Trax Ghana is going to incorporate a new kind of soil erosion control into its projects. In addition to stone bunding and grass stripping with native grasses, Trax will soon introduce its farmers to vetiver grass. Planting and maintaining this kind of grass requires much less physical labor than building stone bunds and is more effective than local grasses. Apart from its benefits for soil conservation, the grass can also be used for making crafts, such as the popular Bolga baskets. This Friday, Trax Ghana’s Director, Mr Vincent Subbey, has purchased and planted the first 1000 mature tillers which are split for planting. They are currently being multiplied by three of Trax’s farmers and will be ready for distribution in June/July 2015.

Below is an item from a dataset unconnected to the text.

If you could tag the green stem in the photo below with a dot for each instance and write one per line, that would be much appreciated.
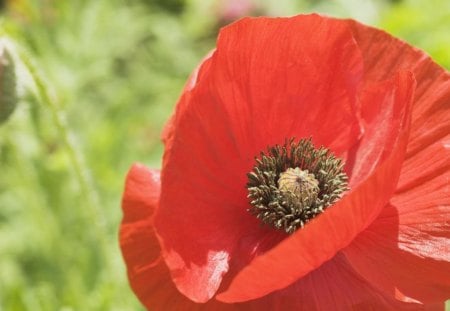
(81, 170)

Trax Ghana has been involved in soil and water conservation measures since its beginning, in 1989. It has traditionally used stone bunding and grass stripping (with native grasses) to prevent the nutritious top soil from being washed away by heavy rains. Building stone bunds, however, is very laborious and stones are not always available. Trax is therefore going to start teaching its farmers how to use vetiver grass as well.
The roots of vetiver grass grow very deep and bind the soil. They thereby prevent soil loss and water runoff. Because of these characteristics, Trax Ghana also has plans to start using it for gulley rehabilitation in general and land rehabilitation in areas affected by artisanal mining.
Land that cannot be used for farming, due to the effects of mining
Vetiver grass also has great potential as fodder for livestock, as pest-control and for use in handicraft production. An increased supply of vetiver grass will also support the local Bolga basket industry. Currently, the demand for Bolgatanga’s hallmark is so great that some of the grass needs to be bought in the South of Ghana.